I have to assume that Rick
Santorum is still in the race to be the GOP nominee because he hopes that some simultaneous outbreak of monkey pox will wipe out the rest of the field. That, or, as a good Catholic, he enjoys a little flagellation every so often - it's good for the soul.
He is probably the thirteenth or fourteenth least-electable candidate in the history of humanity, but we can't seem to get him to just shut the hell up and go away.
Even before the primary, Santorum was
surging in Iowa (eeewww!) at 15%, but he still can't seem to consistently break 5% nationally. Not that he isn't optimistic (or possibly sadistic): he
put it a few weeks ago, "I'm counting on the people of Iowa to catch fire for me." (Which seems unnecessarily cruel, but what do I know?)
The problem is that Santorum is just the latest flavor of not-Romney to hit the shelves. It's his turn to be touted nationally for the next few weeks, until somebody remembers that we're electing a president, not a pope.

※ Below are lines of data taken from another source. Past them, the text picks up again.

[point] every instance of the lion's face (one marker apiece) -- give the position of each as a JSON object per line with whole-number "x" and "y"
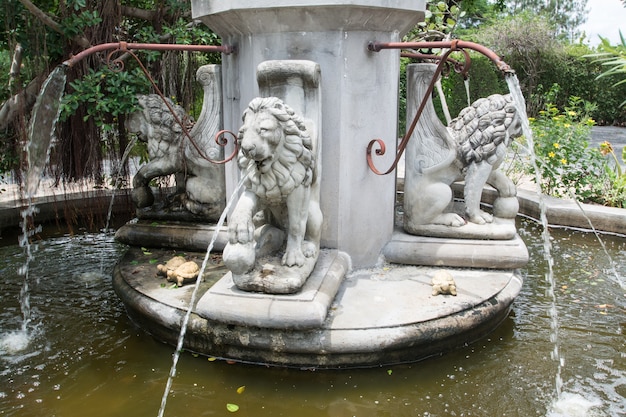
{"x": 259, "y": 137}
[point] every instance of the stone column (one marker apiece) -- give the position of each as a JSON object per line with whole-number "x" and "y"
{"x": 359, "y": 97}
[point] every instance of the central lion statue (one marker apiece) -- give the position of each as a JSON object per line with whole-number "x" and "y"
{"x": 279, "y": 163}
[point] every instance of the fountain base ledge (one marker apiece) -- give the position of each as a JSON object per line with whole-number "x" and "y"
{"x": 361, "y": 318}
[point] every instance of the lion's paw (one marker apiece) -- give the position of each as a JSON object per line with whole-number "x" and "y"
{"x": 449, "y": 219}
{"x": 241, "y": 231}
{"x": 293, "y": 258}
{"x": 480, "y": 218}
{"x": 309, "y": 249}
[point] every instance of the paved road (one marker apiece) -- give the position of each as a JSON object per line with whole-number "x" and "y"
{"x": 615, "y": 135}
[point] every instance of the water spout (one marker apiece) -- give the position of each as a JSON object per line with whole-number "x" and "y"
{"x": 192, "y": 301}
{"x": 45, "y": 115}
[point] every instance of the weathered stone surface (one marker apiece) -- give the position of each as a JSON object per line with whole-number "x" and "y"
{"x": 379, "y": 316}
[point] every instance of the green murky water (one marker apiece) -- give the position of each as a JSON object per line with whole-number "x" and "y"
{"x": 85, "y": 358}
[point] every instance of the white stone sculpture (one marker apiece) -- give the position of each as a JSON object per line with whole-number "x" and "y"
{"x": 280, "y": 201}
{"x": 191, "y": 156}
{"x": 471, "y": 149}
{"x": 443, "y": 283}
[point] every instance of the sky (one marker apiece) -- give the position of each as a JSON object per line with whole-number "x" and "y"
{"x": 606, "y": 18}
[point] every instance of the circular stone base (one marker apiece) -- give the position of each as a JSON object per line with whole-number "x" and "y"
{"x": 378, "y": 316}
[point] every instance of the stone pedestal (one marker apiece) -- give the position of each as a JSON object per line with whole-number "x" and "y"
{"x": 359, "y": 93}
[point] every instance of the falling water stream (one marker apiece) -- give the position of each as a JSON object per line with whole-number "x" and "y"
{"x": 520, "y": 104}
{"x": 44, "y": 117}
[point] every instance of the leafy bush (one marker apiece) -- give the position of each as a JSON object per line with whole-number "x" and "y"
{"x": 615, "y": 195}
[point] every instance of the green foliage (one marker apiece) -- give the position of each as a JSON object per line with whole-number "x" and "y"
{"x": 613, "y": 60}
{"x": 568, "y": 167}
{"x": 103, "y": 92}
{"x": 615, "y": 196}
{"x": 76, "y": 24}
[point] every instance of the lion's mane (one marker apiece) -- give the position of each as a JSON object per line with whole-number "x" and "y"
{"x": 293, "y": 165}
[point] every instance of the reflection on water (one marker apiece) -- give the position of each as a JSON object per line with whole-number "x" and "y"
{"x": 86, "y": 358}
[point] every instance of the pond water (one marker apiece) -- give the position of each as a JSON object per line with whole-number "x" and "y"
{"x": 87, "y": 358}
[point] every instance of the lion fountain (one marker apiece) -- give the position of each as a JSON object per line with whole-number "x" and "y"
{"x": 190, "y": 156}
{"x": 278, "y": 157}
{"x": 472, "y": 149}
{"x": 316, "y": 271}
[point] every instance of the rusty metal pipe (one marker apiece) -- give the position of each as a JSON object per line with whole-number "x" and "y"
{"x": 124, "y": 46}
{"x": 454, "y": 45}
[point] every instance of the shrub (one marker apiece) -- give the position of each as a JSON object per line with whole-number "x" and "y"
{"x": 568, "y": 166}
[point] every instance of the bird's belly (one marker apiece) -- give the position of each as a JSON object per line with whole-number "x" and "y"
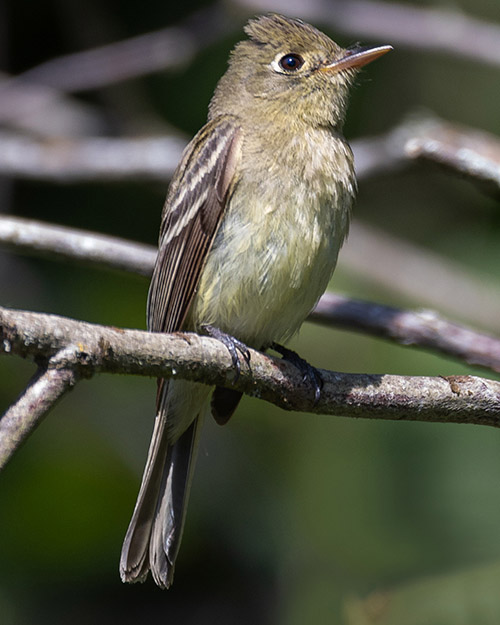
{"x": 264, "y": 275}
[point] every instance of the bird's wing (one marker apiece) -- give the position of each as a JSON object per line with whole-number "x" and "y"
{"x": 198, "y": 194}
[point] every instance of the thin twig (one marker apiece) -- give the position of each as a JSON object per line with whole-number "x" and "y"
{"x": 422, "y": 328}
{"x": 167, "y": 48}
{"x": 60, "y": 242}
{"x": 422, "y": 275}
{"x": 89, "y": 159}
{"x": 464, "y": 151}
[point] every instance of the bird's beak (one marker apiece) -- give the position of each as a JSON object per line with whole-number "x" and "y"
{"x": 356, "y": 57}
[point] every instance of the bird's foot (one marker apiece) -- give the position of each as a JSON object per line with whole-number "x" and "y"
{"x": 232, "y": 344}
{"x": 309, "y": 373}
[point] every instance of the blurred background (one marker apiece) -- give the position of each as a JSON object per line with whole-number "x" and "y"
{"x": 293, "y": 518}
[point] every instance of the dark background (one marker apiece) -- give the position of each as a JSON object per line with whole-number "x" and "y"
{"x": 293, "y": 518}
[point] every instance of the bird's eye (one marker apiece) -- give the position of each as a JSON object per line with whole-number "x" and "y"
{"x": 291, "y": 62}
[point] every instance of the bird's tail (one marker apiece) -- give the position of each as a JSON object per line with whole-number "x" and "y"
{"x": 155, "y": 530}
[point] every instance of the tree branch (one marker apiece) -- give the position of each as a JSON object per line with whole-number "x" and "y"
{"x": 87, "y": 349}
{"x": 422, "y": 328}
{"x": 41, "y": 394}
{"x": 418, "y": 328}
{"x": 462, "y": 150}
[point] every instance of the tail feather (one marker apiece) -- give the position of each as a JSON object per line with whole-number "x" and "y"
{"x": 153, "y": 537}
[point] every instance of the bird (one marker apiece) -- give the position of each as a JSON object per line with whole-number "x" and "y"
{"x": 253, "y": 221}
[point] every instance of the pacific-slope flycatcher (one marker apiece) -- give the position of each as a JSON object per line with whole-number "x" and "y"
{"x": 251, "y": 228}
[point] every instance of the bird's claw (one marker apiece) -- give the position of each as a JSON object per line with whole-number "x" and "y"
{"x": 309, "y": 373}
{"x": 232, "y": 345}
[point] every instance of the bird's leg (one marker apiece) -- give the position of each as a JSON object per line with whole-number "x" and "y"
{"x": 232, "y": 344}
{"x": 309, "y": 373}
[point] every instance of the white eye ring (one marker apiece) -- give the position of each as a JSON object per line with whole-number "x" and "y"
{"x": 278, "y": 64}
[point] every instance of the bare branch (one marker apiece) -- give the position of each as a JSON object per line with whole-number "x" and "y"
{"x": 424, "y": 328}
{"x": 46, "y": 111}
{"x": 462, "y": 150}
{"x": 420, "y": 328}
{"x": 92, "y": 349}
{"x": 89, "y": 159}
{"x": 409, "y": 26}
{"x": 421, "y": 274}
{"x": 80, "y": 245}
{"x": 168, "y": 48}
{"x": 42, "y": 393}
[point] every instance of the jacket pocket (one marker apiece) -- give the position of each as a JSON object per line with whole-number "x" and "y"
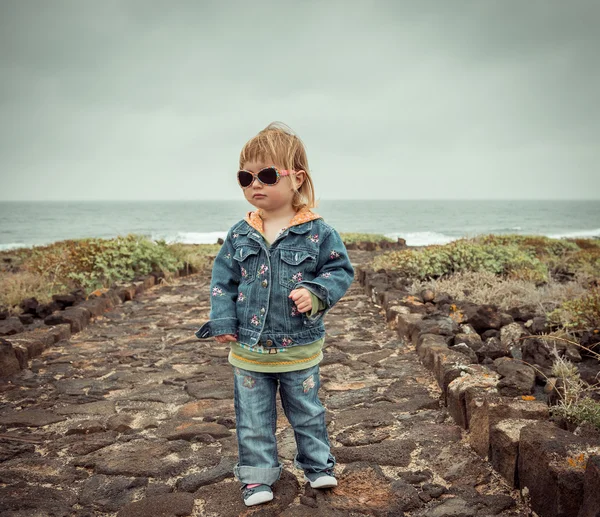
{"x": 295, "y": 265}
{"x": 247, "y": 258}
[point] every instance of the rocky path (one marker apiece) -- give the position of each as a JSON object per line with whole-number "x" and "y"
{"x": 134, "y": 417}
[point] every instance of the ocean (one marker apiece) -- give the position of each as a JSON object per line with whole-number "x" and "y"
{"x": 34, "y": 223}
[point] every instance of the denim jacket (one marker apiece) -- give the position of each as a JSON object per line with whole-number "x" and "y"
{"x": 251, "y": 282}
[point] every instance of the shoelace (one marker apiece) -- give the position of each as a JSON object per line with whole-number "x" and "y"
{"x": 248, "y": 491}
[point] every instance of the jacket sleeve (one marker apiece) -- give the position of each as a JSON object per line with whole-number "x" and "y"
{"x": 224, "y": 283}
{"x": 334, "y": 275}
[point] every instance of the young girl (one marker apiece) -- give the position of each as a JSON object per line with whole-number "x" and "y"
{"x": 278, "y": 273}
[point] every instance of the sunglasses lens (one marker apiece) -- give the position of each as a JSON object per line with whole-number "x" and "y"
{"x": 245, "y": 178}
{"x": 268, "y": 176}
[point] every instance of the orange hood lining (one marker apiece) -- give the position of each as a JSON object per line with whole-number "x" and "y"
{"x": 305, "y": 214}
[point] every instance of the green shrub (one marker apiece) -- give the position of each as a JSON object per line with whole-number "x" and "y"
{"x": 461, "y": 256}
{"x": 579, "y": 314}
{"x": 94, "y": 263}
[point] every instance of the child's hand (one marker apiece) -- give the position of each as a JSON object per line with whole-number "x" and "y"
{"x": 224, "y": 338}
{"x": 302, "y": 299}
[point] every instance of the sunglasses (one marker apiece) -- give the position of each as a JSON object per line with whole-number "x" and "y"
{"x": 267, "y": 176}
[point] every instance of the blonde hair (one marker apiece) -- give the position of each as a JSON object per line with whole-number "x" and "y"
{"x": 278, "y": 142}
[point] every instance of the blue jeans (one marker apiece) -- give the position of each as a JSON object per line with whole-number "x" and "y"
{"x": 256, "y": 423}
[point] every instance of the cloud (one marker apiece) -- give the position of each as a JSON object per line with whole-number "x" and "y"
{"x": 435, "y": 99}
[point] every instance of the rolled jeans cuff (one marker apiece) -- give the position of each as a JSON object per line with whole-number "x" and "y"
{"x": 267, "y": 476}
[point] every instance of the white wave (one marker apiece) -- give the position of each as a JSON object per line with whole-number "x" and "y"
{"x": 13, "y": 246}
{"x": 192, "y": 237}
{"x": 578, "y": 234}
{"x": 422, "y": 238}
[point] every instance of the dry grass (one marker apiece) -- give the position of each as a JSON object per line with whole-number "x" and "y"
{"x": 484, "y": 287}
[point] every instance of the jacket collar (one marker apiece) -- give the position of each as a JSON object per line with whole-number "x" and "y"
{"x": 304, "y": 215}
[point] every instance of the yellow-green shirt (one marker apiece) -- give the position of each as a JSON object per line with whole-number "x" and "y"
{"x": 291, "y": 359}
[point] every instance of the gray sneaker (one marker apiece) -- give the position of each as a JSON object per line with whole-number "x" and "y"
{"x": 321, "y": 479}
{"x": 257, "y": 495}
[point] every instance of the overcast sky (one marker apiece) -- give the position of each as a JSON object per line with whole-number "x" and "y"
{"x": 393, "y": 99}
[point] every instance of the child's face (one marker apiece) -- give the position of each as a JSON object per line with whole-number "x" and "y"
{"x": 272, "y": 196}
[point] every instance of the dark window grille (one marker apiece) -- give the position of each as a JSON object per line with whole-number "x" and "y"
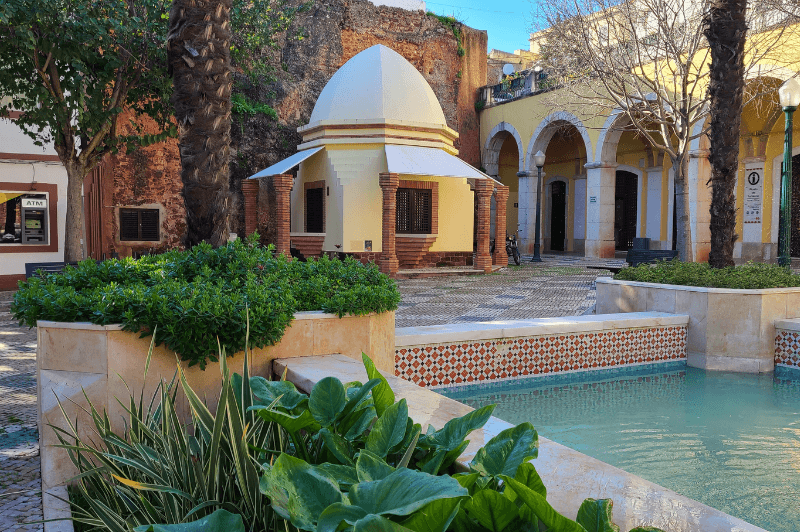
{"x": 414, "y": 208}
{"x": 139, "y": 224}
{"x": 315, "y": 210}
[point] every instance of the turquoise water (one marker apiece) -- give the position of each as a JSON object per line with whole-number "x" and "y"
{"x": 731, "y": 441}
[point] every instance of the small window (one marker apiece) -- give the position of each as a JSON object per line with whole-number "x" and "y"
{"x": 414, "y": 208}
{"x": 139, "y": 224}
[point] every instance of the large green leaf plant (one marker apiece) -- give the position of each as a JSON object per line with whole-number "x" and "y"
{"x": 347, "y": 457}
{"x": 358, "y": 462}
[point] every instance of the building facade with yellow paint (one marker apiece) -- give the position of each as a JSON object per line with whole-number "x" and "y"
{"x": 378, "y": 174}
{"x": 603, "y": 186}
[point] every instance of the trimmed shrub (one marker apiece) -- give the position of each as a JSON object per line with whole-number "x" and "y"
{"x": 750, "y": 275}
{"x": 192, "y": 298}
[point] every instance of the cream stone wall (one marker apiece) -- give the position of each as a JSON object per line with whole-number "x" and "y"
{"x": 729, "y": 330}
{"x": 761, "y": 145}
{"x": 104, "y": 362}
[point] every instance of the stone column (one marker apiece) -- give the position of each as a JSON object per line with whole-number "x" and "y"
{"x": 283, "y": 197}
{"x": 600, "y": 185}
{"x": 250, "y": 193}
{"x": 652, "y": 198}
{"x": 526, "y": 212}
{"x": 483, "y": 191}
{"x": 700, "y": 205}
{"x": 388, "y": 262}
{"x": 500, "y": 256}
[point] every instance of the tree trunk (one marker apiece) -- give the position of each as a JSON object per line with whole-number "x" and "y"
{"x": 73, "y": 229}
{"x": 11, "y": 217}
{"x": 684, "y": 232}
{"x": 726, "y": 30}
{"x": 198, "y": 45}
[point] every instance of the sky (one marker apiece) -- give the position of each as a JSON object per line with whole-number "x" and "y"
{"x": 507, "y": 22}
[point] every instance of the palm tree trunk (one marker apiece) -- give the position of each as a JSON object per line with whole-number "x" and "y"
{"x": 198, "y": 45}
{"x": 726, "y": 30}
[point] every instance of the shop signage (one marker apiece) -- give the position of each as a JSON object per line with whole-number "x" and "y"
{"x": 753, "y": 192}
{"x": 34, "y": 203}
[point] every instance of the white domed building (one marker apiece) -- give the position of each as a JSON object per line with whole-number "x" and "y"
{"x": 378, "y": 174}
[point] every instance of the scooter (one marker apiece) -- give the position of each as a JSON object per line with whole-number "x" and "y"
{"x": 511, "y": 248}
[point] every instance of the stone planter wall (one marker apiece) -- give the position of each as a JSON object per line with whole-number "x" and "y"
{"x": 100, "y": 360}
{"x": 729, "y": 330}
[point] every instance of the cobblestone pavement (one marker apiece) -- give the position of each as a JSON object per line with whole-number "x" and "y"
{"x": 557, "y": 286}
{"x": 20, "y": 483}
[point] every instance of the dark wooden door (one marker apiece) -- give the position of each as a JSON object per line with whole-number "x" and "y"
{"x": 625, "y": 206}
{"x": 794, "y": 249}
{"x": 558, "y": 215}
{"x": 315, "y": 210}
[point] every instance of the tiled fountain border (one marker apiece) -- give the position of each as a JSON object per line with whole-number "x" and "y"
{"x": 787, "y": 343}
{"x": 459, "y": 354}
{"x": 570, "y": 476}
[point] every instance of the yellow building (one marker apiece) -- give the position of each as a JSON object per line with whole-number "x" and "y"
{"x": 604, "y": 186}
{"x": 378, "y": 175}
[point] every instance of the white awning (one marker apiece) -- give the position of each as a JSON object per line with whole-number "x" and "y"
{"x": 287, "y": 164}
{"x": 415, "y": 160}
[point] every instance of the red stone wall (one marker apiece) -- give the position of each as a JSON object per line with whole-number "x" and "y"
{"x": 150, "y": 176}
{"x": 334, "y": 31}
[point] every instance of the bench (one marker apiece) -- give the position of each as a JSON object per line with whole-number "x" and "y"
{"x": 48, "y": 267}
{"x": 649, "y": 256}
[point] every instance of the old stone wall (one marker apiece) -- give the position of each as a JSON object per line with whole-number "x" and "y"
{"x": 332, "y": 32}
{"x": 149, "y": 177}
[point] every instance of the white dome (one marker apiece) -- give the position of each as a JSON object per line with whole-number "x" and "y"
{"x": 375, "y": 85}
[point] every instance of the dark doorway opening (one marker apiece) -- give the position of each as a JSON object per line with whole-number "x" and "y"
{"x": 315, "y": 210}
{"x": 558, "y": 215}
{"x": 625, "y": 207}
{"x": 794, "y": 248}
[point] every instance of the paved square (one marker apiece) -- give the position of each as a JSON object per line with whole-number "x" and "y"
{"x": 557, "y": 286}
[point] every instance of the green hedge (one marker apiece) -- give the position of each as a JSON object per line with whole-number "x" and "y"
{"x": 191, "y": 298}
{"x": 750, "y": 275}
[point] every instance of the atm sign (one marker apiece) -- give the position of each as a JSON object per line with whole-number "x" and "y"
{"x": 33, "y": 203}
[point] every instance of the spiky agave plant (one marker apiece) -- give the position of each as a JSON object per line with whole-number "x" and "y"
{"x": 163, "y": 471}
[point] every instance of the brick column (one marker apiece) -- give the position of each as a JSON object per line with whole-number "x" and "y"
{"x": 250, "y": 193}
{"x": 283, "y": 188}
{"x": 500, "y": 256}
{"x": 483, "y": 191}
{"x": 388, "y": 262}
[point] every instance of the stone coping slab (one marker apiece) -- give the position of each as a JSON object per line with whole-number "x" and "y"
{"x": 570, "y": 476}
{"x": 703, "y": 289}
{"x": 788, "y": 325}
{"x": 458, "y": 332}
{"x": 86, "y": 326}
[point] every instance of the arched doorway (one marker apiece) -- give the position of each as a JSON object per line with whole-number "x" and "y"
{"x": 794, "y": 248}
{"x": 558, "y": 215}
{"x": 625, "y": 209}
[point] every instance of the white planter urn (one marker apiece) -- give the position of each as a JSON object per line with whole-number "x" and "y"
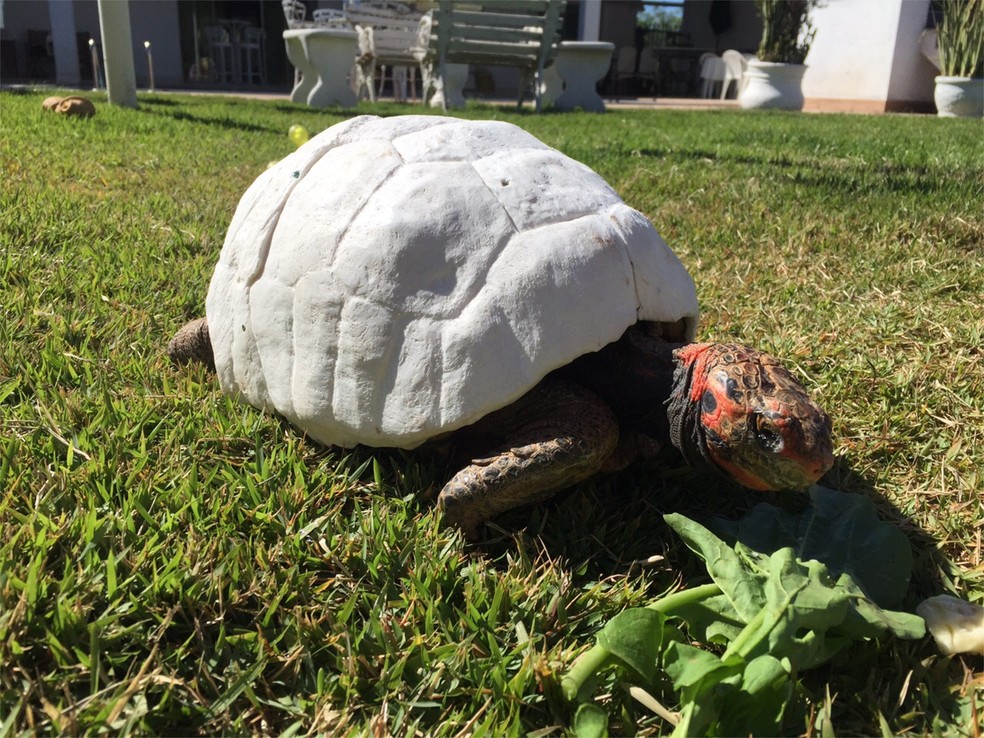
{"x": 959, "y": 97}
{"x": 773, "y": 85}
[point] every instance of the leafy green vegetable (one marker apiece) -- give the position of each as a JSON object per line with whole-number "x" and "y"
{"x": 841, "y": 530}
{"x": 786, "y": 596}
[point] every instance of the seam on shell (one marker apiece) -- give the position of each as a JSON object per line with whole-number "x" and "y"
{"x": 264, "y": 256}
{"x": 617, "y": 225}
{"x": 351, "y": 218}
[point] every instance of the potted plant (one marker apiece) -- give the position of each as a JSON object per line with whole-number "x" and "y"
{"x": 774, "y": 79}
{"x": 960, "y": 38}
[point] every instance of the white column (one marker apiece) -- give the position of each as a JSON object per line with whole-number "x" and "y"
{"x": 121, "y": 80}
{"x": 591, "y": 20}
{"x": 63, "y": 39}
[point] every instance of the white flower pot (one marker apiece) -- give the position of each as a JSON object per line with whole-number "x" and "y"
{"x": 959, "y": 97}
{"x": 773, "y": 85}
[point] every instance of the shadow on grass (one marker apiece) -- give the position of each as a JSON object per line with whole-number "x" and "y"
{"x": 854, "y": 179}
{"x": 211, "y": 121}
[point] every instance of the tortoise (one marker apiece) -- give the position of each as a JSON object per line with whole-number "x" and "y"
{"x": 399, "y": 280}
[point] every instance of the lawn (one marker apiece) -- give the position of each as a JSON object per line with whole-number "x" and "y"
{"x": 174, "y": 563}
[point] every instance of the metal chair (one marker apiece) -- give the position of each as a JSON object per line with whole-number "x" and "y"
{"x": 251, "y": 55}
{"x": 295, "y": 12}
{"x": 712, "y": 71}
{"x": 220, "y": 53}
{"x": 735, "y": 64}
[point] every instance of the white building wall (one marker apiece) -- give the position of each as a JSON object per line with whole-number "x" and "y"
{"x": 865, "y": 55}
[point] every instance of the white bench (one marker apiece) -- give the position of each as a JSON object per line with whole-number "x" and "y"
{"x": 388, "y": 37}
{"x": 515, "y": 33}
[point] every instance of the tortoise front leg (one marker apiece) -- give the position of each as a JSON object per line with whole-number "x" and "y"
{"x": 555, "y": 436}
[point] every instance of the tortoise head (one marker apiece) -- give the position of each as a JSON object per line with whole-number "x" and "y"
{"x": 751, "y": 417}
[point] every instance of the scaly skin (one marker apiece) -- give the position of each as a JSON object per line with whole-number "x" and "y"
{"x": 723, "y": 405}
{"x": 757, "y": 423}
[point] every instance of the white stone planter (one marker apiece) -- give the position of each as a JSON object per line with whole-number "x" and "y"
{"x": 959, "y": 97}
{"x": 773, "y": 85}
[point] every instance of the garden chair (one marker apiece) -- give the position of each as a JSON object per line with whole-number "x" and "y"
{"x": 219, "y": 52}
{"x": 251, "y": 55}
{"x": 519, "y": 33}
{"x": 391, "y": 43}
{"x": 735, "y": 65}
{"x": 712, "y": 71}
{"x": 295, "y": 12}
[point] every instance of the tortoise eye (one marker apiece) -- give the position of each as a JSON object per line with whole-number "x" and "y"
{"x": 708, "y": 402}
{"x": 766, "y": 434}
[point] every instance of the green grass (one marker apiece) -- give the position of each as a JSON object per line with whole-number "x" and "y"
{"x": 174, "y": 563}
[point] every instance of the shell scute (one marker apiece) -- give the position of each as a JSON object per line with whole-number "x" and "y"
{"x": 420, "y": 272}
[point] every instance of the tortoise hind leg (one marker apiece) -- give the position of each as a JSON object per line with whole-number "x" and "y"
{"x": 555, "y": 436}
{"x": 192, "y": 343}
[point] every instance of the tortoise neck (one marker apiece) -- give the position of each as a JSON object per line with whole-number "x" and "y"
{"x": 683, "y": 406}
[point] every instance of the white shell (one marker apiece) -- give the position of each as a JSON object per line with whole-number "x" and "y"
{"x": 397, "y": 278}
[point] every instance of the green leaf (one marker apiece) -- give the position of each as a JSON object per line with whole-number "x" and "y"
{"x": 714, "y": 619}
{"x": 693, "y": 671}
{"x": 590, "y": 721}
{"x": 843, "y": 531}
{"x": 756, "y": 704}
{"x": 739, "y": 579}
{"x": 636, "y": 637}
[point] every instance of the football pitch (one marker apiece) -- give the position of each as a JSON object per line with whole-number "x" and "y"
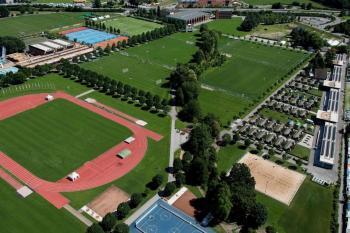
{"x": 54, "y": 139}
{"x": 227, "y": 26}
{"x": 147, "y": 66}
{"x": 31, "y": 24}
{"x": 131, "y": 26}
{"x": 251, "y": 71}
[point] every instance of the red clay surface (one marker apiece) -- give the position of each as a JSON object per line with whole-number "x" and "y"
{"x": 73, "y": 30}
{"x": 104, "y": 169}
{"x": 10, "y": 180}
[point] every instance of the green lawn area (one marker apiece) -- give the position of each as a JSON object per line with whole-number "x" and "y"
{"x": 347, "y": 97}
{"x": 301, "y": 152}
{"x": 227, "y": 26}
{"x": 147, "y": 66}
{"x": 274, "y": 32}
{"x": 54, "y": 139}
{"x": 229, "y": 155}
{"x": 154, "y": 162}
{"x": 131, "y": 26}
{"x": 308, "y": 212}
{"x": 31, "y": 24}
{"x": 245, "y": 77}
{"x": 33, "y": 214}
{"x": 289, "y": 2}
{"x": 48, "y": 83}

Santorum has two major disabilities that are going to prevent his election: his sanctimonious, unpleasant nature, and his aggressively ignorant and regressive social policies. His entire platform, as far as I can tell, seems to be abortion and gay marriage - everything else is secondary. If he
were, by some miracle, to be elected president, we'd have an uninterrupted 4-year fiesta of fag-punching.
We know that Santorum is so homophobic that he'll only eat a corndog with a knife and fork, but is he also racist? Well, that one's a little trickier. He has, for a
long time, been consistently in favor of the full GOP stand on immigration: no amnesty for illegal immigrants, and likewise no benefits for them; deport criminals, strengthen border security, and even the somewhat trickier "English as the official language" stance. And while that has overtones of "scary brown people," it's the Republican party line. So no points there.
On the other hand, it's somewhat telling when you stand in front of a group of white people from Iowa (a redundant statement, but let's move on) and explained that "
I don't want to make black people's lives better by giving them somebody else's money; I want to give them the opportunity to go out and earn the money."